Pancreatic β-Cell Function Is Associated with Augmented Counterregulation to In-Exercise Hypoglycemia in Type 1 Diabetes

Purpose: This study aimed to investigate the influence of residual beta-cell function on counterregulatory hormonal responses to hypoglycemia during acute physical exercise in people with type 1 diabetes (T1D). A secondary aim was to explore relationships between biomarkers of pancreatic beta-cell function and indices of glycemia following acute exercise including the nocturnal period. Methods: This study involved an exploratory, secondary analysis of data fromindividuals with T1D who partook in a four-peroid, randomized, cross-over trial involving a bout of evening exercise followed by an overnight stay in a clinical laboratory facility. Participants were split into two groups: (i) a stimulated C-peptide level of >= 30 pmol.L-1 (low-level secretors [LLS], n = 6) or ( ii) <30 pmol.L-1 (microsecretors [MS], n = 10). Pancreatic hormones (C-peptide, proinsulin, and glucagon), catecholamines (epinephrine [EPI] and norepinephrine [NE]), and metabolic biomarkers (blood glucose, blood lactate, and beta-hydroxybutyrate) were measured at rest, during exercise with and without a hypoglycemic (blood glucose <= 3.9 mmol.L-1) episode, and throughout a 13-h postexercise period. Interstitial glucose monitoring was used to assess indices of glycemic variability. Results: During in-exercise hypoglycemia, LLS presented with greater sympathoadrenal (EPI and NE P <= 0.05) and ketone (P < 0.01) concentrations. Glucagon remained similar (P = 0.09). Over exercise, LLS experienced larger drops in C-peptide and proinsulin (both P < 0.01) as well as greater increases in EPI (P < 0.01) and beta-hydroxybutyrate (P = 0.03). LLS spent less time in the interstitial-derived hypoglycemic range acutely postexercise and had lower glucose variability throughout the nocturnal period.

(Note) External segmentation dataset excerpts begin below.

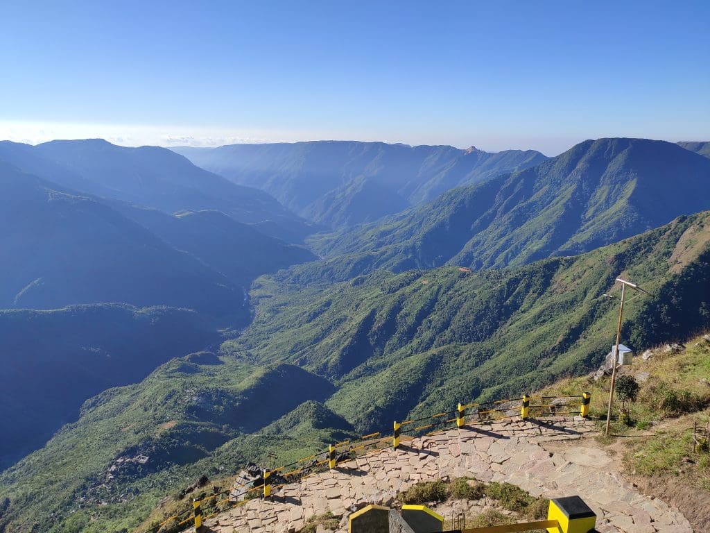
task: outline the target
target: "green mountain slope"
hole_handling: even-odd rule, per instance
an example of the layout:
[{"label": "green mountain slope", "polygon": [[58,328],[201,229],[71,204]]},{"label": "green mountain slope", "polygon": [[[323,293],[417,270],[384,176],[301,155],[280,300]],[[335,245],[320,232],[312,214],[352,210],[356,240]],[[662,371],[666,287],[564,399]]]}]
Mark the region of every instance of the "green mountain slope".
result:
[{"label": "green mountain slope", "polygon": [[679,146],[682,146],[686,150],[690,150],[696,154],[699,154],[704,157],[710,158],[710,141],[707,142],[697,141],[681,141],[677,143]]},{"label": "green mountain slope", "polygon": [[532,150],[491,154],[474,148],[349,141],[173,149],[203,168],[261,188],[294,212],[332,227],[374,220],[453,187],[546,158]]},{"label": "green mountain slope", "polygon": [[380,271],[326,289],[262,279],[254,322],[223,350],[329,377],[339,390],[328,405],[365,431],[393,413],[450,407],[452,397],[519,395],[607,352],[616,307],[601,295],[620,274],[659,295],[629,304],[624,334],[635,348],[706,326],[709,221],[704,212],[504,270]]},{"label": "green mountain slope", "polygon": [[[314,237],[312,244],[331,258],[322,266],[326,278],[447,263],[520,265],[579,254],[710,208],[709,186],[710,161],[677,145],[586,141],[535,167],[452,190],[384,223]],[[317,269],[296,274],[317,279]]]},{"label": "green mountain slope", "polygon": [[628,299],[626,343],[641,350],[706,328],[710,212],[500,271],[381,271],[320,291],[262,277],[254,323],[219,357],[177,359],[102,393],[6,470],[0,524],[5,533],[130,529],[202,473],[264,464],[269,453],[288,463],[350,424],[380,430],[584,375],[613,342],[617,307],[602,295],[618,294],[619,274],[656,295]]},{"label": "green mountain slope", "polygon": [[124,203],[111,205],[168,244],[192,254],[242,286],[248,287],[261,274],[316,259],[305,248],[266,235],[219,211],[168,215]]},{"label": "green mountain slope", "polygon": [[0,306],[124,302],[247,316],[244,293],[95,199],[0,163]]},{"label": "green mountain slope", "polygon": [[314,403],[332,391],[288,365],[255,370],[205,353],[173,360],[87,402],[77,422],[0,475],[0,501],[9,499],[0,531],[132,529],[165,494],[204,473],[235,472],[272,443],[300,457],[342,438],[347,423]]},{"label": "green mountain slope", "polygon": [[0,470],[76,419],[89,398],[219,338],[194,311],[125,304],[0,311]]},{"label": "green mountain slope", "polygon": [[299,242],[314,229],[269,195],[237,185],[158,146],[103,139],[0,143],[0,159],[70,188],[172,212],[218,210],[263,232]]}]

Conclusion: Higher residual beta-cell function was associated with greater sympathoadrenal and ketonic responses to exercise-induced hypoglycemia as well as improved glycemia leading into and throughout the nocturnal hours. Even a minimal amount of residual beta-cell function confers a beneficial effect on glycemic outcomes during and after exercise in people with T1D.